This puts the content of my_text_file.txt as an argument in front of --text.

Note that I found out tts can't detect sentences from input properly nor does it support some --process-on-blank-line-like option. So you need to tokenize the text into sentences using some NLP tools specific to your language. I tested this and it worked nicely (single binary and all).

3 replies

ghost Oct 23, 2022

Just use xargs :
cat my_text_file.txt | xargs -0 tts --model_name "tts_models/en/ljspeech/tacotron2-DDC"  --out_path "out_tacotron2.wav" --text
This puts the content of my_text_file.txt as an argument in front of --text.
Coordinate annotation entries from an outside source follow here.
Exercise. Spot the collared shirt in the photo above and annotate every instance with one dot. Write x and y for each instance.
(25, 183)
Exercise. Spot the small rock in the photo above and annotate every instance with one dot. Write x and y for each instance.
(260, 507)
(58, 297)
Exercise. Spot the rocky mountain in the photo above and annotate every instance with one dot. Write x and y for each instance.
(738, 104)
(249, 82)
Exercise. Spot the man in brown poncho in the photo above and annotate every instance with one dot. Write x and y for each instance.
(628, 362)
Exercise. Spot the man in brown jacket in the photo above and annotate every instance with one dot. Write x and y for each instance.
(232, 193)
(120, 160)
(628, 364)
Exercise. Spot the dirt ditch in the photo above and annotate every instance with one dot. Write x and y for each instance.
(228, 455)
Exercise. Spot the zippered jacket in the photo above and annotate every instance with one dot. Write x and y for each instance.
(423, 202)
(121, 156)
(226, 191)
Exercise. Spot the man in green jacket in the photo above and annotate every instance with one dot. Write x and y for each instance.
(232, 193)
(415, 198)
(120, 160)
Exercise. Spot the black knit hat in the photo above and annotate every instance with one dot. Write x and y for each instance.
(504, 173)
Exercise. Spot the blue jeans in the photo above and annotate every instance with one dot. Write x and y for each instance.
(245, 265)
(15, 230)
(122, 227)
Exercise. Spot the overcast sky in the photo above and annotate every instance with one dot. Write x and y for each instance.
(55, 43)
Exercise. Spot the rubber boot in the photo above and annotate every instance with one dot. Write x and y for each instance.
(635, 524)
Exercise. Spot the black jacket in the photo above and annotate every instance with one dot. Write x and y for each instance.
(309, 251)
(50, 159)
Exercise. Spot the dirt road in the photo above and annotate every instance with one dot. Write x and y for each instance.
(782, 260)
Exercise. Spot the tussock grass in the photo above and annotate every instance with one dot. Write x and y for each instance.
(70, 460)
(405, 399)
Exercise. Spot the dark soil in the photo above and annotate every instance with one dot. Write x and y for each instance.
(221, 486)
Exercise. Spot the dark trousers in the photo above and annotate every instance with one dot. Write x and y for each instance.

Note that I found out tts can't detect sentences from input properly nor does it support some --process-on-blank-line-like option. So you need to tokenize the text into sentences using some NLP tools specific to your language. I tested this and it worked nicely (single binary and all).

Could you expand on how to use that binary combined with the TTS? Would it be like this?

ttst() {
  cat $1 | sentences | xargs -0 tts --model_name "tts_models/en/ljspeech/tacotron2-DDC"  --out_path "${2:-out.wav}"
}

Isn't there a program that combines both automatically to just do something like tts -i test.txt -o test.wav?

pvonmoradi Oct 23, 2022

Could you expand on how to use that binary combined with the TTS? Would it be like this?
ttst() {
  cat $1 | sentences | xargs -0 tts --model_name "tts_models/en/ljspeech/tacotron2-DDC"  --out_path "${2:-out.wav}"
}

Yes, but you missed the --text at the end. Also, quote the shell variable (cat "$1")

Isn't there a program that combines both automatically to just do something like tts -i test.txt -o test.wav?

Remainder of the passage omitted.